La Costituzione infatti, è chiara: lo Stato trasferisce alle Regioni le competenze sulle materie richieste, insieme alle quote di gettito fiscale che lo Stato stesso utilizzava per gestire quelle materie. Semplice, e anche giusto, no? Se gestisco io la scuola, mi darai le risorse che prima utilizzavi per pagare docenti supplenti e bidelli, per finanziare la manutenzione degli immobili e il riscaldamento delle aule, eccetera eccetera? Nossignore. Lo Stato, se proprio sarà costretto a mollare qualche materia, non intende trasferire anche i fondi, ma solo una parte di essi. E lo scontro su questo punto essenzialissimo, è solo rinviato.
Luca Zaia: non va bene, risponderemo
Luca Zaia, governatore del Veneto, aveva bocciato il complesso delle “obiezioni” romane: «Non va bene, risponderemo, faremo le nostre controdeduzioni, e non rinunciamo a nulla», annuncia il presidente, che comunque incassa almeno la ripresa delle trattative sull’autonomia dopo la lunga stasi per l’emergenza Covid. Il governatore del Veneto, l’uomo che ha voluto e vinto il referendum veneto per l’autonomia, e ha imposto la questione nell’agenda politica italiana, si mostra fiducioso: “Io nell’autonomia ci credo ancora”. Ma in Regione si racconta di uno Zaia davvero fuori dei gangheri dopo il colpo basso di Roma.

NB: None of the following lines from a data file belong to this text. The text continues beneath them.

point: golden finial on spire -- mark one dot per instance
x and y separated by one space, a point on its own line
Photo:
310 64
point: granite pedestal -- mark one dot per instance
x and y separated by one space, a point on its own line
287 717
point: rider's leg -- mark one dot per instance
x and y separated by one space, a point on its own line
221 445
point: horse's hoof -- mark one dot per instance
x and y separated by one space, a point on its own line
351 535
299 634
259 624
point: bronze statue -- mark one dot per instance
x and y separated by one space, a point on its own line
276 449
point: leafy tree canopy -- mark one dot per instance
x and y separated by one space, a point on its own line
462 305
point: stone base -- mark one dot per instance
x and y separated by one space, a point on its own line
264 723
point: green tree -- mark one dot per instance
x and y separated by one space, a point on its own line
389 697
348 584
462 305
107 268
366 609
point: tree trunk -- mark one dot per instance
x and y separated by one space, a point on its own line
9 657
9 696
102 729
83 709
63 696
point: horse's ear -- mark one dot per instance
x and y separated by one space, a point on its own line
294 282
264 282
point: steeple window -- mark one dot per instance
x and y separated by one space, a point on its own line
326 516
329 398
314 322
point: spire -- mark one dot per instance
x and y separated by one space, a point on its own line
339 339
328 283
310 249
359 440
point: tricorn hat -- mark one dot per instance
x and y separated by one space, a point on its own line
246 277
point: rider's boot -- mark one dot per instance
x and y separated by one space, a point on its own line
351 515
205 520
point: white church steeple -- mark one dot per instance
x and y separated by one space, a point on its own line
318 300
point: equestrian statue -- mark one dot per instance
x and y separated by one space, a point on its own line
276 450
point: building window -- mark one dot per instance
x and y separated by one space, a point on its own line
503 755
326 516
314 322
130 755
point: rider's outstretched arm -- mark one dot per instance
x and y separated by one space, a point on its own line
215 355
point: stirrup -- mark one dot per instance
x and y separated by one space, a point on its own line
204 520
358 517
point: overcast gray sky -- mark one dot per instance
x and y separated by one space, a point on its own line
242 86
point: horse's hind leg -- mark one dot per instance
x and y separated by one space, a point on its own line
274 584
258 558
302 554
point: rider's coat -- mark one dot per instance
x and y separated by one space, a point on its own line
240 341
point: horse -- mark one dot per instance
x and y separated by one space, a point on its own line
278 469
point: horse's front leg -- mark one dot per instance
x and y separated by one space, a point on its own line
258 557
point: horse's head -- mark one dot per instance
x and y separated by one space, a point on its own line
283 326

Morosin: è ora di battere i pugni sul tavolo
Ma le prospettive, a quattro anni dal referendum veneto per l’autonomia, sono nere. Lo sottolinea, con un amaro post su Facebook, l’avvocato Alessio Morosin, di Indipendenza Veneta. Parlando di insabbiamento e invitando gli “impiegati politici” del Veneto non limitarsi alle controdeduzioni ma a “battere legittimamente i pugni sul tavolo”. Ecco il post di Morosin:
La questione è di governo, di centrodestra e di Lega
E a questo punto, di fronte a obiezioni generali che puntano ormai apertamente a negare al Veneto l’applicazione della Costituzione, forse per dare tempo al Parlamento di modificarla e restringere l’elenco delle materie “trasferibili” (ci sono già progetti di legge in questo senso…), sembra inevitabile che la questione venga posta con chiarezza a livello di maggioranza di governo, a livello di alleanza di centrodestra e anche in Lega, partito sempre più italiano, partito al governo, ma massicciamente votato da veneti e lombardi che l’autonomia la vogliono.
Prima il Veneto o prima l’Italia?
Adesso il punto è: da che parte sta la Lega nazionale, la Lega di Salvini e del “Prima l’Italia”? Sta con le “obiezioni” o con l’autonomia del Veneto? E cosa fa, per far trionfare le ragioni e i diritti dei veneti, per impedire che l’autonomia venga inghiottita dalla palude? Per l’ennesima volta dal plebiscito del 1866, tocchiamo con mano che “Prima il Veneto” non è sempre compatibile col “Prima l’Italia“. Viene il momento in cui bisogna scegliere.